Facendo una parentesi che non c’entra con la domanda vorrei dire in conclusione che la mia militanza nel Partito Comunista a Torino è quella che mi è piaciuta di più, mi divertivo un mondo, mi sentivo a mio agio, ma allora era la realtà dei Garavini, dei Pugno, delle Rossanda, una situazione molto interessante. Poi c’era anche Pecchioli, che governava reprimendo. E poi la Rossanda, il Manifesto era ancora dentro questo processo di partito. Rossanda e Cacciari venivano a Torino a fare seminari per aiutare l’operaismo della camera del lavoro nei conflitti con la federazione. E’ stato un periodo veramente interessante, con i consigli di fabbrica che nascevano. Io sono stato nel PCI fino al ’68, quando al congresso provinciale la mia mozione è stata battuta per pochi voti da Pajetta, che convinse la platea che quello non era più il partito dei soviet. (Non mi hanno né radiato né espulso, ma mi impedirono successivamente di entrare nelle sezioni territoriali; non contenti organizzarono un pestaggio davanti alla porta 2 di Mirafiori, nel ‘69, esecutori la sezione di Nichelino, città di cui avevo organizzato la occupazione del Comune l’anno prima. Non contenti 10 anni dopo, con il “teorema Calogero” ispirato dallo storico Ventura, negli ambienti del PCI, vengo incarcerato nell’ambito del processo “7 aprile” contro l’Autonomia Operaia).

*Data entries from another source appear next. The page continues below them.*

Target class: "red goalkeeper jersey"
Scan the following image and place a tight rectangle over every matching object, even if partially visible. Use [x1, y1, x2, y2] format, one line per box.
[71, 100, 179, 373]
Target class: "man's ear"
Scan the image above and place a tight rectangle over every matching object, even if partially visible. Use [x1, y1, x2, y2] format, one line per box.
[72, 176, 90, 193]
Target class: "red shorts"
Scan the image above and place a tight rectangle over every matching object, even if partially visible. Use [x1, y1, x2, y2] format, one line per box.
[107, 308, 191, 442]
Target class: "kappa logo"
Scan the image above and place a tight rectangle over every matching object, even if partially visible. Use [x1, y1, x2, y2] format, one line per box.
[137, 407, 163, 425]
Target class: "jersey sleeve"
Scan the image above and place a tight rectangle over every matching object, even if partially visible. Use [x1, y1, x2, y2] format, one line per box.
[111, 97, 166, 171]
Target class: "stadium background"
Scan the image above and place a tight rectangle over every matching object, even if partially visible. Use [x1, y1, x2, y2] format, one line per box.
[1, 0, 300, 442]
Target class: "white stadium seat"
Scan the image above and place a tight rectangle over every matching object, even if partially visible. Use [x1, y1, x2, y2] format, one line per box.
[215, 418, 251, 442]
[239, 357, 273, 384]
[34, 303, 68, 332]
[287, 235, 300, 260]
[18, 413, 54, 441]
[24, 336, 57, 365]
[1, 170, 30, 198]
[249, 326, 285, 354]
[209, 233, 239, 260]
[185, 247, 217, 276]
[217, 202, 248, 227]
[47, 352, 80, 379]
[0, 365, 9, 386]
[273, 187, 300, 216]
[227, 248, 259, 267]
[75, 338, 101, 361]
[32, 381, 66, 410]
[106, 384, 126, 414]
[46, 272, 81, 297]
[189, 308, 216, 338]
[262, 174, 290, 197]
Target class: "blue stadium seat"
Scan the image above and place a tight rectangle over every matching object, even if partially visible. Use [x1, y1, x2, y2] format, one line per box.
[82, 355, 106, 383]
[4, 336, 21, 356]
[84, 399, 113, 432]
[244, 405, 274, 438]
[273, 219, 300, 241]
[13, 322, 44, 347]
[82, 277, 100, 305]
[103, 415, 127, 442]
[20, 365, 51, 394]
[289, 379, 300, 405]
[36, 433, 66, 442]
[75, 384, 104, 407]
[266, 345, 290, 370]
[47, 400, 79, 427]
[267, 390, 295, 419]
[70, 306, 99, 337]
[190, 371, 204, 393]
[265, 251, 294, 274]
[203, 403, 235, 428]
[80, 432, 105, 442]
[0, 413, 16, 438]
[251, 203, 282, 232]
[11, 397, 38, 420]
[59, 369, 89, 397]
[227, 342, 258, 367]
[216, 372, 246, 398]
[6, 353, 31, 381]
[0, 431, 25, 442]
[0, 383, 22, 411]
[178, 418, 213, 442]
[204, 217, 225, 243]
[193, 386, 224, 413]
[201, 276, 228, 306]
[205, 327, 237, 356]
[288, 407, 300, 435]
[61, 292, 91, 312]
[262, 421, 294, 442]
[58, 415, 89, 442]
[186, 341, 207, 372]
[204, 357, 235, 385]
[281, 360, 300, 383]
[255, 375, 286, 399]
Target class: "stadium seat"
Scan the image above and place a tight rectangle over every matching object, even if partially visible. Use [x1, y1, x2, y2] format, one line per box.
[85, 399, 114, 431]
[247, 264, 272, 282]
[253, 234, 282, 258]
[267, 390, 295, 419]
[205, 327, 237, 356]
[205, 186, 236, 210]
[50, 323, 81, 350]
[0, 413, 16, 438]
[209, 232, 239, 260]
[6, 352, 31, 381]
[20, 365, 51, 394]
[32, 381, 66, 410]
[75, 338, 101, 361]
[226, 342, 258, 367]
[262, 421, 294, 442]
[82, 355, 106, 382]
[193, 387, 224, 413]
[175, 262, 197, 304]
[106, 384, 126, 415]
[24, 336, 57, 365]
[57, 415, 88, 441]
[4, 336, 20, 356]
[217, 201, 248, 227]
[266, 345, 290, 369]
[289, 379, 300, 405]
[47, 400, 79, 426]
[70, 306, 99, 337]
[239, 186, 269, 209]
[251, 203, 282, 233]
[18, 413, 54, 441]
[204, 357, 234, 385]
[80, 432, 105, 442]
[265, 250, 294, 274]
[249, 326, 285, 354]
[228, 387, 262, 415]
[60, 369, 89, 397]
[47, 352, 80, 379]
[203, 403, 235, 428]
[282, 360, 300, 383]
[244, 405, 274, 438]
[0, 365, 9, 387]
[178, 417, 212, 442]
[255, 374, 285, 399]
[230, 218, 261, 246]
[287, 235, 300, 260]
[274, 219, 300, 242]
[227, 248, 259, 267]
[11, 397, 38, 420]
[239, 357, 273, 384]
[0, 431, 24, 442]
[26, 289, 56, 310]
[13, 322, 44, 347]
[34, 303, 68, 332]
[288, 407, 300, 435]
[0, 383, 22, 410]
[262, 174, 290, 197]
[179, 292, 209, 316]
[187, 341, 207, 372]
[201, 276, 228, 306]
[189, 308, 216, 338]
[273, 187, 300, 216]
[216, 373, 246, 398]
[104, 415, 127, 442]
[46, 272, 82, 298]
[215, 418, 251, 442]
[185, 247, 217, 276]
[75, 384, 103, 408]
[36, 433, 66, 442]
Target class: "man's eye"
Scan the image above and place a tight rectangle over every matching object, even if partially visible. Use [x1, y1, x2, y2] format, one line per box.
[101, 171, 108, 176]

C’erano ancora molto attive le sezioni territoriali a Torino alla fine degli anni ‘60: la 39, una sezione tutta trotzkista, molto critica, che faceva dei dibattiti storici sull’Unione Sovietica con tanti operai con una cultura enciclopedica. Poi c’erano le sezioni che erano dei centri di aggregazione sociale, i Cral: la Casa del Popolo di Settimo Torinese, era un vero e proprio tempio laico. Adesso cose simili ci sono solo più in Toscana, ma quelle che c’erano nelle varie barriere di Torino che io frequentavo erano dei punti non solo di politica, ma soprattutto di aggregazione sociale, con le bocciofile, le balere, i balli, c’era sempre gente. Io ero segretario della sezione universitaria che era ospitata in una sezione del centro storico, c’era un ampio salone centrale e la domenica c’erano delle gran feste da ballo, tutti si portavano la merenda. Quindi, era un periodo ancora straordinario, ho vissuto la  coda di una fase affascinante, in cui il partito era società, non solo in fabbrica, ma nel territorio. Ed in Toscana (e la cosa è strana) le ritrovo ancora adesso queste cose, in forma non più di partito, le case del popolo si sono trasformate in cooperative, però sono rimaste attive, espressione della resistenza di una altissima socialità. Io sto nel Chianti fiorentino, ed in ogni frazioncina di 200 abitanti sulle colline ci sono don Camillo e Peppone, le Società di Mutuo Soccorso e i circoli Acli; ogni circolo ha la sala giochi, la sala giovani, la sala ballo, la sala bocce, il bar, il teatrino. E’ una cosa straordinaria, che si è conservata come forma sociale indipendentemente dai partiti, e che mi crea emotivamente una strano senso continuità, nonostante lo spostamento di luogo, di attività, di passioni,  fra gli anni della giovinezza e quelli della maturità.